- Radi, Bhutan Location in Bhutan
- Coordinates: 27°22′N 91°41′E﻿ / ﻿27.367°N 91.683°E
- Country: Bhutan
- District: Trashigang District
- Time zone: UTC+6 (BTT)

= Radi, Bhutan =

Radi (or Radhi) is a town in Trashigang District in eastern Bhutan.

The town is located in the northern part of Trashigang. It is popularly known as the rice basket of the east. Following the royal decree, Bhutan became a democracy in 2008. Jigme Tshultrim is the first Member of Parliament from the Radi-Sakteng constituency which comprises four gewogs (blocks) named Radi, Phongmey, Merak and Sakteng. At the national assembly, Jigme Tsheltrim held the post of the speaker from 2008 to 2013.

Radi has a middle secondary school, a basic health unit, a gup (head of the local government), and an animal husbandry office. The area where the school is located is commonly known as fai singma, which means "a new house". This name was derived from when the school building was new in 1960s. Radhi is also blessed by many stupas and temples. Some of notable temples include Radhi Namdroel Choeling Goenpa, Khardung Yoesel Nunnery and many more.

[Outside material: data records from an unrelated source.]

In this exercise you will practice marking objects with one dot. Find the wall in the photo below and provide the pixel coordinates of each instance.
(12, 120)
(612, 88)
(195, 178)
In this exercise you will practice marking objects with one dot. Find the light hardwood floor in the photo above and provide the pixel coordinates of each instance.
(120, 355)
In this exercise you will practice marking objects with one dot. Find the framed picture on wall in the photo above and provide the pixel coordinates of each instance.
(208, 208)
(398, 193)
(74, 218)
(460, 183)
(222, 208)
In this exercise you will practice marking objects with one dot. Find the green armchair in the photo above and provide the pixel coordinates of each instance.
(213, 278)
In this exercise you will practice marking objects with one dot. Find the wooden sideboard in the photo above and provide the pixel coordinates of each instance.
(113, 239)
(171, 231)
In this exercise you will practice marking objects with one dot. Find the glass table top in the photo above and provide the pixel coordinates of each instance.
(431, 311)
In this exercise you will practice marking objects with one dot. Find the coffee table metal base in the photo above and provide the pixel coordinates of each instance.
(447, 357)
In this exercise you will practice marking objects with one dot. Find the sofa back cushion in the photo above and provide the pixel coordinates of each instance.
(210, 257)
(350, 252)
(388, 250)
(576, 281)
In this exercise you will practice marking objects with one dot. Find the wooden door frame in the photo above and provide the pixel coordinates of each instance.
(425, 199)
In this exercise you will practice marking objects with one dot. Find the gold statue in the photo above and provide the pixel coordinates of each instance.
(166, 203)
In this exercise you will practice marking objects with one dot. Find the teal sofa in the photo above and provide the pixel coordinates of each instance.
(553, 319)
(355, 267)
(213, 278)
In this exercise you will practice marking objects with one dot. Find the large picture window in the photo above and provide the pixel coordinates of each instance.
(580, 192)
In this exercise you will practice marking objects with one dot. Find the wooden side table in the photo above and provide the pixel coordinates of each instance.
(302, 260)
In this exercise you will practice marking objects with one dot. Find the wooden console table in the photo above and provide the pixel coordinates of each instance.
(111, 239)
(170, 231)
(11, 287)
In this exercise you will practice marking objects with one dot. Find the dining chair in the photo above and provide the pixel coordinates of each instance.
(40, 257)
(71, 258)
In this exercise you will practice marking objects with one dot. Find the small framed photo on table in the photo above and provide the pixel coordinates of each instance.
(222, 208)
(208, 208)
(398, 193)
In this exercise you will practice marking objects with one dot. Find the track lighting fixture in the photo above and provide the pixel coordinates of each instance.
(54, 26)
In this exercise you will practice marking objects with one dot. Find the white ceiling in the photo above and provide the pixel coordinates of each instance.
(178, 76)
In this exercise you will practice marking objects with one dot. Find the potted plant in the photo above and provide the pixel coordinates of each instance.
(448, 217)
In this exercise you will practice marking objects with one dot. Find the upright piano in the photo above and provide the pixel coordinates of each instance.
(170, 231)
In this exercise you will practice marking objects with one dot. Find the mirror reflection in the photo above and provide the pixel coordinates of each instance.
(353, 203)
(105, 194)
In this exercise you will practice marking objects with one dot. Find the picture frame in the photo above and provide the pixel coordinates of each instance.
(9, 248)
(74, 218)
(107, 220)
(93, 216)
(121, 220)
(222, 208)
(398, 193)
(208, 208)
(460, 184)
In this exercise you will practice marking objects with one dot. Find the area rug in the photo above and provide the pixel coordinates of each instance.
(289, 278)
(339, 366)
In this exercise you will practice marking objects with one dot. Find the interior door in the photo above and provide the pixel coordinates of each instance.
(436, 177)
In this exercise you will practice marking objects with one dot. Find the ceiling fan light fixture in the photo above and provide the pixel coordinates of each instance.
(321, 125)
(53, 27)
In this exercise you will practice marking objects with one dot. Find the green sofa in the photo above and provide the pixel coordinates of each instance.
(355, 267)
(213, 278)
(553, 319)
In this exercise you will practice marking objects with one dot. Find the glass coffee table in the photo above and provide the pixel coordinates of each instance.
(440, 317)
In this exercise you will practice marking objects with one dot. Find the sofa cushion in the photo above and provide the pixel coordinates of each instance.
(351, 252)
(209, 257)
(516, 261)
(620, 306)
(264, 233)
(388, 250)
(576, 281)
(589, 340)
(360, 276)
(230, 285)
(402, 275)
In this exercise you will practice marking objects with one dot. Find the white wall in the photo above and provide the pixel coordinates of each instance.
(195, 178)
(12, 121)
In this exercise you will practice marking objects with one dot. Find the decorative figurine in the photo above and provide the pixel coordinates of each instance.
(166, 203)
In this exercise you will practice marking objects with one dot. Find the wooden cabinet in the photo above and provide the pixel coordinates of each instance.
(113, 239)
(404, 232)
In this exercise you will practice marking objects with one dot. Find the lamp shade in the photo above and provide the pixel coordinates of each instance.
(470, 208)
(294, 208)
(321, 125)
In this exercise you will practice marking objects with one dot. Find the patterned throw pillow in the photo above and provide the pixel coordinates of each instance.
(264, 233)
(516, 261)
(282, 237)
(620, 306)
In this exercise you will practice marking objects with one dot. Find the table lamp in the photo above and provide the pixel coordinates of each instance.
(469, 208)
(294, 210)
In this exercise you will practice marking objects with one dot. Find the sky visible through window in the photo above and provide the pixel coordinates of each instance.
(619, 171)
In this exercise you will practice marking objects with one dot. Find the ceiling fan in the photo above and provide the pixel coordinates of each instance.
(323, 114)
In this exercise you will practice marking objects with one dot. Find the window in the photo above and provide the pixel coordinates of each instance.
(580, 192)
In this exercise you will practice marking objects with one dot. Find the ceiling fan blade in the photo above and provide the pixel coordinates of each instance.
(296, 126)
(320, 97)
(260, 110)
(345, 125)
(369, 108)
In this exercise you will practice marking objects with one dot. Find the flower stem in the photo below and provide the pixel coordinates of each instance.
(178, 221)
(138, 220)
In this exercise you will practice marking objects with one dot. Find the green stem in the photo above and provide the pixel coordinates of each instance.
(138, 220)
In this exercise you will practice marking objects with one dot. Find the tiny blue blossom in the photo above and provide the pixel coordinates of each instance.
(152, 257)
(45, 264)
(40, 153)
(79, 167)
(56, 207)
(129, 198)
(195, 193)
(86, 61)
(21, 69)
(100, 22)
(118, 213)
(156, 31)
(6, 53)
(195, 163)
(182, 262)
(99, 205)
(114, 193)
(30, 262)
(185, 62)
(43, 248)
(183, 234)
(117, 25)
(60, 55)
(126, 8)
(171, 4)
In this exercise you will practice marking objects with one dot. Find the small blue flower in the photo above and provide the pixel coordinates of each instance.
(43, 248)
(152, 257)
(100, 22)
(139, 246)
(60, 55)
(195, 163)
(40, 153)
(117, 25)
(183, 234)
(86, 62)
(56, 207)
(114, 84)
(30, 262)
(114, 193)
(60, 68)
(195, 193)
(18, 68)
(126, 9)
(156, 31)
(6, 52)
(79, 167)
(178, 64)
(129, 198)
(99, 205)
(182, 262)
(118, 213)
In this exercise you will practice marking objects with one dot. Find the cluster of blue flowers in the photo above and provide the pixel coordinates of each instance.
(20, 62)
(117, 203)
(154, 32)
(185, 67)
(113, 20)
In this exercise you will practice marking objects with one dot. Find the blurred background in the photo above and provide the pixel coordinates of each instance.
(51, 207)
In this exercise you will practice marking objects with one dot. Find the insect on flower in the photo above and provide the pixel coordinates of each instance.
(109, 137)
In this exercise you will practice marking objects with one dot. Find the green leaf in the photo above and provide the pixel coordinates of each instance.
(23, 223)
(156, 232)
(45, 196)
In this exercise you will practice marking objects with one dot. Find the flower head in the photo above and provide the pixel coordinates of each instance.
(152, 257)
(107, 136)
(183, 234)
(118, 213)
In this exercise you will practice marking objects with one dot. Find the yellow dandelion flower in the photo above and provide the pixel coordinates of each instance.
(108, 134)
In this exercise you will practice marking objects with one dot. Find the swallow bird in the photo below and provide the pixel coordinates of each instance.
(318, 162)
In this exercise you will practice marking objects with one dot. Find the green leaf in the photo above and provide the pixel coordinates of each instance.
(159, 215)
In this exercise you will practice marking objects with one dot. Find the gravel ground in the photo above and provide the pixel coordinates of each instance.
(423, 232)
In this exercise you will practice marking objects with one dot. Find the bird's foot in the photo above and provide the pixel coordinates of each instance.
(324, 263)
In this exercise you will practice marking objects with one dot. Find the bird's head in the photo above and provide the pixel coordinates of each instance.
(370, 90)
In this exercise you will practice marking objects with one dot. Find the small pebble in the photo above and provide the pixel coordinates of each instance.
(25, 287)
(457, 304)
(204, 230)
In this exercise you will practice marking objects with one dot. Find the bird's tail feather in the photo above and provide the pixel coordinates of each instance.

Today, the gewog is connected by roads to almost all its villages and also to the neighbouring gewogs. The gewog was electrified from the Rangjung mini hydro power plant in 1998.

Rice is the main staple of food in Radi, but maize and other vegetables are also grown. However, paddy cultivation is solely dependent on monsoon rain which usually begins in June.